These forward-looking statements involve significant risks and
uncertainties that could cause actual results to differ materially from those
anticipated, including, but not limited to, the possibility that stockholders of
Town and Country may not approve the merger agreement; the risk that a condition
to closing of the proposed transaction may not be satisfied, that either party
may terminate the merger agreement or that the closing of the proposed
transaction might be delayed or not occur at all; potential adverse reactions or
changes to business or employee relationships, including those resulting from
the announcement or completion of the transaction; the diversion of management
time on transaction-related issues; the ultimate timing, outcome and results of
integrating the operations of Town and Country into those of HBT; the effects of
the merger in HBT’s future financial condition, results of operations, strategy
and plans; and regulatory approvals of the transaction.
Additional factors that could cause results to differ materially from those
described above can be found in HBT’s Annual Report on Form 10-K for the year
ended December 31, 2021 and in its subsequently filed Quarterly Reports on Form
10-Q, and in other documents HBT files with the Securities and Exchange
Commission (“SEC”), each of which is on file with the SEC and available from
HBT’s website at https://ir.hbtfinancial.com.
All forward-looking statements speak only as of the date they are made and are
based on information available at that time. Neither HBT nor Town and Country
assumes any obligation to update forward-looking statements to reflect
circumstances or events that occur after the date the forward-looking statements
were made or to reflect the occurrence of unanticipated events except as
required by federal securities laws. As forward-looking statements involve
significant risks and uncertainties, caution should be exercised against placing
undue reliance on such statements.
Important Information and Where to Find It
In connection with the proposed transaction, HBT and Town and Country intend to
file materials with the SEC, including a Registration Statement on Form S-4 of
HBT that will include a proxy statement of Town and Country and a prospectus of
HBT. After the Registration Statement is declared effective by the SEC, HBT and
Town and Country intend to mail a definitive proxy statement/prospectus to the
stockholders of Town and Country. This news release is not a substitute for the
proxy statement/prospectus or the Registration Statement or for any other
document that HBT or Town and Country may file with the SEC and send to Town and
Country’s stockholders in connection with the proposed transaction.

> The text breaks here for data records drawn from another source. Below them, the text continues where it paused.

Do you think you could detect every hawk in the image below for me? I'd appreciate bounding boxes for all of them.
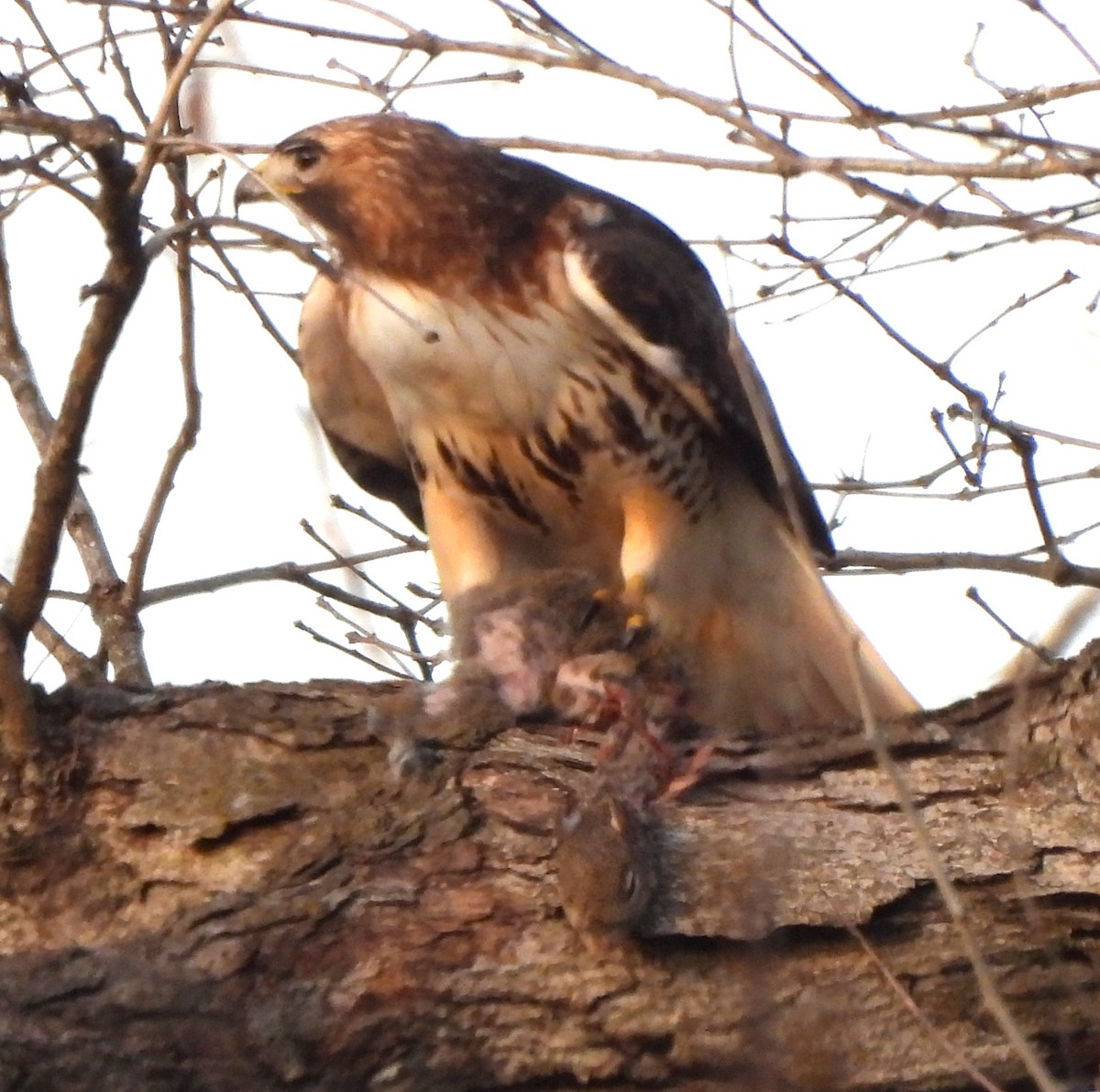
[236,114,917,731]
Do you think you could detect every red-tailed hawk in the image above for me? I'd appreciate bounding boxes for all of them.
[236,115,915,731]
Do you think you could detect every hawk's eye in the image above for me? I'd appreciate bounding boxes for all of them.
[282,139,324,171]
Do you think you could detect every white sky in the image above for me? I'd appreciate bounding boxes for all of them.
[0,0,1100,703]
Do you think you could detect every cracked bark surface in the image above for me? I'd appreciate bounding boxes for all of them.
[0,648,1100,1092]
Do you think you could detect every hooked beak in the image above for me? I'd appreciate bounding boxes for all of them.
[233,160,275,215]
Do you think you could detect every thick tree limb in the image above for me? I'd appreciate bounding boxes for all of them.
[0,649,1100,1092]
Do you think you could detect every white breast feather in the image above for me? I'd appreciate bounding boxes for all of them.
[341,278,588,433]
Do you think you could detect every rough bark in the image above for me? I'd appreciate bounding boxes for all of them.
[0,649,1100,1092]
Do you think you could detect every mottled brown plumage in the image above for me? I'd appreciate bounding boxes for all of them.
[237,115,913,731]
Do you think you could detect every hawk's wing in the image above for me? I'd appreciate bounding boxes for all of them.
[565,191,832,555]
[298,274,424,531]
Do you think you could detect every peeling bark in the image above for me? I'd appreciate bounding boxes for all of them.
[0,649,1100,1092]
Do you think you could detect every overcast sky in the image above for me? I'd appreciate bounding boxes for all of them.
[0,0,1100,703]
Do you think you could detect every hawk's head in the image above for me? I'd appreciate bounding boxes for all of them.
[236,115,568,286]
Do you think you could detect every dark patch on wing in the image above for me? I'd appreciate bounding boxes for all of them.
[603,383,655,454]
[565,186,834,554]
[435,436,550,534]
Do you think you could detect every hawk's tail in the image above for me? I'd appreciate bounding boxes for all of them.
[622,477,919,732]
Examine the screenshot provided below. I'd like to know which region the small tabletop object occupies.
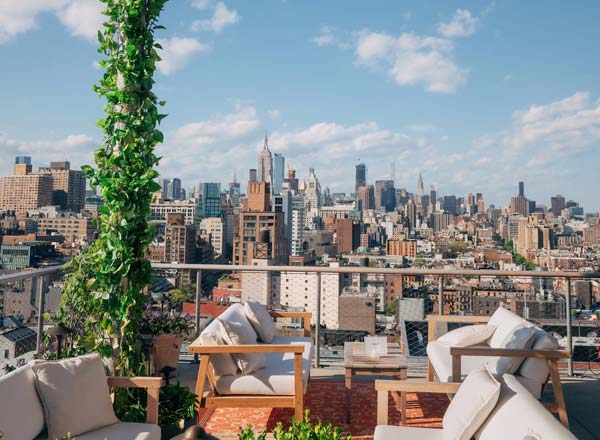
[344,342,408,423]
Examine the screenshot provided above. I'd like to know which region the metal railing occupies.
[0,263,600,375]
[152,263,600,376]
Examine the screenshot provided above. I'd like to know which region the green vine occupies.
[57,0,167,374]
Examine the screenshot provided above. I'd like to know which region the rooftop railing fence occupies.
[0,263,600,375]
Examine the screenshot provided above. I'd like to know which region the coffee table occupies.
[344,342,408,423]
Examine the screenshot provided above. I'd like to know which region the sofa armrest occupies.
[269,311,312,338]
[188,344,304,355]
[450,347,571,382]
[375,380,461,425]
[106,376,163,425]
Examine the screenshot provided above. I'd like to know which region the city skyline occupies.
[0,0,600,212]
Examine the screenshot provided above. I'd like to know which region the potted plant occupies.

TOWN AND COUNTRY’S STOCKHOLDERS ARE URGED TO CAREFULLY AND
THOROUGHLY READ THE PROXY STATEMENT/PROSPECTUS AND THE REGISTRATION STATEMENT,
AS MAY BE AMENDED OR SUPPLEMENTED FROM TIME TO TIME, AND OTHER RELEVANT
DOCUMENTS FILED BY HBT OR TOWN AND COUNTRY WITH THE SEC, WHEN THEY BECOME
AVAILABLE BECAUSE THEY WILL CONTAIN IMPORTANT INFORMATION ABOUT HBT, TOWN AND
COUNTRY, THE PROPOSED TRANSACTION, THE RISKS RELATED THERETO AND RELATED
MATTERS.
Investors will be able to obtain free copies of the Registration Statement and
proxy statement/prospectus, as each may be amended from time to time, and other
relevant documents filed by HBT and Town and Country with the SEC (when they
become available) through the website maintained by the SEC at www.sec.gov.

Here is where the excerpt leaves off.